Hamlet

Michael Almereyda

BY Erin OkePublished Nov 17, 2016

The latest film adaptation of Shakespeare's Hamlet tries hard to follow in the footsteps of Baz Luhrmann's Romeo and Juliet by making it hip, contemporary, and particularly accessible to the lucrative teen audience. Unfortunately it is quite obviously trying, and the results are not entirely successful. Michael Almereyda's adaptation sets the play in present day New York City where Hamlet is an aspiring filmmaker, and Uncle Claudius has just taken over the CEO position for the successful Denmark Corporation from Hamlet's dead father, and promptly married Hamlet's mother. Almereyda has a strong and clear vision of the gleaming postmodern world he wants to create, and cuts the play to fit within the confines of that world.

To that end, many liberties with the original script are taken, which work to enhance the director's slick vision, but often obscure or change the meaning of the play. The film makes too much of portraying the younger generation of characters as cool and disaffected, while the play necessitates that they are later driven by passion to extreme acts. Therefore, both Hamlet and Ophelia's (Julia Stiles) descents into madness end up seeming oddly random and unmotivated, as does Laertes overwhelming desire to avenge his father's death.

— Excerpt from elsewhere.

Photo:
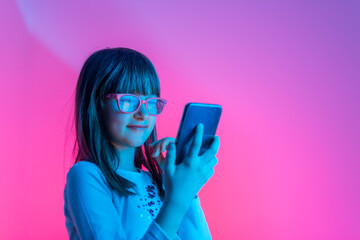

In setting it in a corporate kingdom that Hamlet seems to have no interest in being part of, we lose the important factor in the play that Hamlet's rightful position has been usurped by Claudius. Ethan Hawke's Hamlet is sorely lacking a light and clever touch. He can pull off the brooding, mopey side of the character just fine, but can't come up with the charm and the quick wits needed to keep the audience and the other characters guessing if he is indeed going mad, or if he is in part putting on an act in order execute his revenge. This sullen performance makes the audience lose much of the sympathy that they would usually have for Hamlet.

However, the rest of the film's casting is exceptional almost across the board, with especially spectacular performances from Kyle MacLachlan and Diane Verona as Claudius and Gertrude, Liev Schreiber's Laertes, and Karl Geary's Horatio. In fact, the strength of this supporting cast alone is almost reason enough to check out this film. The visual treatment is quite stunning too, creating a pristine world of glass and steel that, along with the ever-present cameras and televisions, reflect the characters' every move. There are also some very clever directorial touches, such as setting the "To be, or not to be" speech in Blockbuster Video's action section. This cleverness is all on the surface though, never penetrating the heart of the play to actually illuminate anything. And that is the downfall of this film- the vision that the director is showing us is admittedly clever and cool, but is ultimately empty because it comes at the expense of the integrity of the material.